The Feedback Loop is Everything: Every action an analyst takes ("Confirm Fraud," "False Positive," "Add to Watchlist") is a valuable training signal. The `AnalystAction` event must be captured with rich context and fed back into the BigQuery dataset. This closes the loop, allowing the next generation of models to learn from the human expert's decision. Without this, the models will stagnate.

Where it Breaks at Scale: The primary failure mode at scale is analyst overload. If the models are too noisy, the alert queue becomes a firehose, and important signals are lost. The system must therefore include robust alert prioritization logic. Another failure point is data latency. If the pipeline from event capture to the analyst's screen takes minutes instead of seconds, the fraud has already happened. The hot path (Go, Bigtable, WebSockets) must be obsessively optimized for low latency.
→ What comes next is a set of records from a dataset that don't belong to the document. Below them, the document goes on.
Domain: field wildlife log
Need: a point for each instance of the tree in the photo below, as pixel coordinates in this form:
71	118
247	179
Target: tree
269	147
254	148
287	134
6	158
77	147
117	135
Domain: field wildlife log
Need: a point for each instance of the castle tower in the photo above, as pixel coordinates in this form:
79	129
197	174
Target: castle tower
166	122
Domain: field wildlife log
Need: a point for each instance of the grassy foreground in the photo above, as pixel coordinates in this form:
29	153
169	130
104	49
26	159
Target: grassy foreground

A Reflection on the Problem

Building systems for financial crime prevention is a compelling challenge. It sits at the intersection of distributed systems engineering, applied machine learning, and human-computer interaction. The objective is not to build an infallible "AI judge" but to construct a powerful tool that augments the intuition and expertise of a human investigator. The ultimate measure of success is not how many alerts the system can generate, but how effectively it empowers a person to make a fast, correct, and fair decision under pressure.